Guinea pig don't have baby teeth that fall out to give way for adult teeth. Instead, your guinea pig has a set of teeth in the front and a set along his cheeks that are always growing. While they're not supposed to fall out, if they do, they'll grow back.
Your guinea pig is born with the teeth he will have for his entire life. Because they're constantly growing, the guinea pig must wear them to a proper length by chewing. Nibbling on grass and other matter wears his teeth down so the front teeth come together with the top very slightly overlapping the bottom. Healthy teeth will not wear down to nubs. The teeth should be straight, close together and just the right length for your guinea pig to close his mouth and eat comfortably. It is not normal for a guinea pig to lose teeth; you should have him checked by the vet if he has any missing or loose teeth.
If your guinea pig is not getting the right nutrition it is possible for his teeth to become loose or fall out. A lack of vitamin C can cause scurvy. In some cases your pig's teeth will become loose enough to wiggle with your finger. This is not normal for a healthy guinea pig. Loose teeth might move out of position, making it painful for your guinea pig to eat, or they could fall completely out, making it difficult for him to keep the rest of his teeth in alignment. Your guinea pig should get at least 90 milligrams of vitamin C every day. Bell peppers, oranges and parsley are good sources of vitamin C. Timothy hay is also high in vitamin C.

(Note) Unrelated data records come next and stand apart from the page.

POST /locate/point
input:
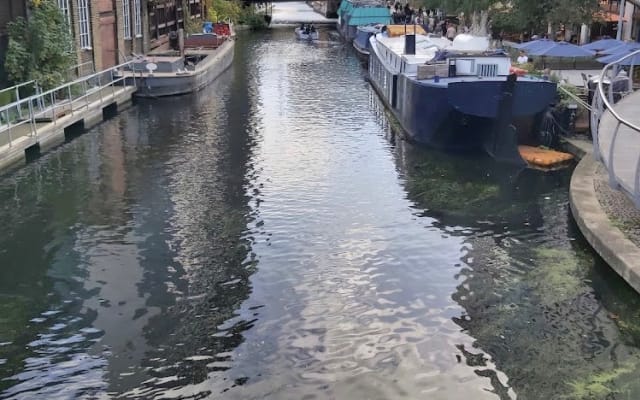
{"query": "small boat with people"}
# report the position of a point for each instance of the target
(307, 32)
(203, 57)
(457, 95)
(361, 41)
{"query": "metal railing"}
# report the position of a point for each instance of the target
(50, 106)
(618, 149)
(14, 96)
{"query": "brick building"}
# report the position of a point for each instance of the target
(105, 32)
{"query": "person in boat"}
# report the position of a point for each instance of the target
(522, 58)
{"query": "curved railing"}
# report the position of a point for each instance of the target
(616, 138)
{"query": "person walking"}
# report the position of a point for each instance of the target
(451, 31)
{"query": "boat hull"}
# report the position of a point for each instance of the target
(301, 35)
(463, 115)
(160, 85)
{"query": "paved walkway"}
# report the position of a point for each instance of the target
(607, 218)
(15, 140)
(626, 151)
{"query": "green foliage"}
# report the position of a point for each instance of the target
(223, 10)
(522, 15)
(191, 25)
(566, 95)
(39, 48)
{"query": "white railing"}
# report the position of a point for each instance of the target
(14, 94)
(21, 117)
(617, 148)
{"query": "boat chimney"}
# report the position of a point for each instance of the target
(410, 44)
(181, 41)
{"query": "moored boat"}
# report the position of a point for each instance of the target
(361, 41)
(205, 57)
(308, 32)
(355, 13)
(457, 95)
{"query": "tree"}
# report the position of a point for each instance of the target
(522, 15)
(220, 10)
(39, 48)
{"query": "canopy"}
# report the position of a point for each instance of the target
(607, 16)
(399, 30)
(369, 15)
(603, 44)
(562, 49)
(625, 47)
(635, 60)
(534, 44)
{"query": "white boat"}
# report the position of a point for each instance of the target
(307, 34)
(206, 56)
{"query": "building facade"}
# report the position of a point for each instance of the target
(108, 32)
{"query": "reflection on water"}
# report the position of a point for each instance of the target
(271, 237)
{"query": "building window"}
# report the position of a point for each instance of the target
(126, 18)
(64, 7)
(137, 18)
(84, 23)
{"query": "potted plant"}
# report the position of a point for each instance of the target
(565, 108)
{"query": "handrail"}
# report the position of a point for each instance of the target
(575, 98)
(46, 105)
(15, 87)
(604, 98)
(66, 85)
(622, 161)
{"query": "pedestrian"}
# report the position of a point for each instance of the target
(451, 31)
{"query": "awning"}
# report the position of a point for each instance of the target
(607, 16)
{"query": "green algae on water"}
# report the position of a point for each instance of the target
(604, 384)
(557, 275)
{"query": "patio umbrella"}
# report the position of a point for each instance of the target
(635, 60)
(624, 47)
(562, 49)
(603, 44)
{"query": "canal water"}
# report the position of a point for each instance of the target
(274, 237)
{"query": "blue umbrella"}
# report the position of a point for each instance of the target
(562, 49)
(635, 60)
(603, 44)
(624, 47)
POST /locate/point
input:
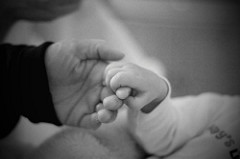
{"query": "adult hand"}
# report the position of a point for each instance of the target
(75, 72)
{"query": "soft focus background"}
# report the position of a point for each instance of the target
(197, 40)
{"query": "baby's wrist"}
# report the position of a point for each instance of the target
(165, 90)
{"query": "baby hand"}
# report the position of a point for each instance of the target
(147, 88)
(107, 110)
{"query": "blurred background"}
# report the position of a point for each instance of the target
(198, 41)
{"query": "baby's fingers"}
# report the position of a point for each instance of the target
(123, 92)
(90, 121)
(112, 102)
(106, 116)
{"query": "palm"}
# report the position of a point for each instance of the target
(75, 78)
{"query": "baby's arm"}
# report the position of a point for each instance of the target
(140, 88)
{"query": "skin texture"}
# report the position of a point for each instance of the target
(75, 73)
(74, 143)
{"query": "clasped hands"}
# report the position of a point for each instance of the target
(85, 92)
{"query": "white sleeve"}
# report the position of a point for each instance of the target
(176, 121)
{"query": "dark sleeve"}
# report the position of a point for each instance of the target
(24, 86)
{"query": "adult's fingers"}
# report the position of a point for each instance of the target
(90, 121)
(96, 49)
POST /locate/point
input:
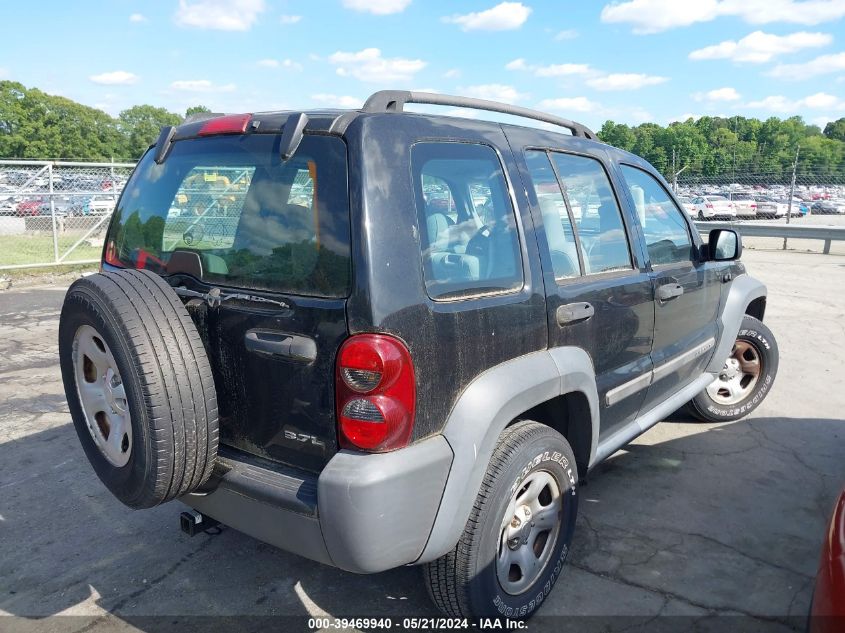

It is possible for your guinea pig to injure himself so badly that he breaks or loses a tooth. Chewing on materials that are too hard, pulling on cage wires or taking a hard fall can cause your pig's teeth to break. Poor diet can also make teeth weak and prone to breaking. If a tooth breaks below the gum line, a new one will grow in; it's important to keep the hole clean until then. Flush the hole with water every day to remove matter. Also, keep an eye on the newly unimpeded opposing teeth and make sure they don't grow so long they poke the exposed gums. Most guinea pig teeth will grow back without complications, but consult your vet any time you have a health concern and particularly if your pig appears to have any trouble eating.
Genetic problems are rare, but they can cause a guinea pig to be born without all of his teeth or with teeth so weak that they break or move out of position easily. Tooth problems are usually apparent at an early age since they make it difficult for a pig to eat. While there is nothing you can do to change genetics, your vet can treat your guinea pig's teeth so he is able to eat comfortably. Do not allow a guinea pig with genetic tooth problems to breed since the problems may show up in the offspring.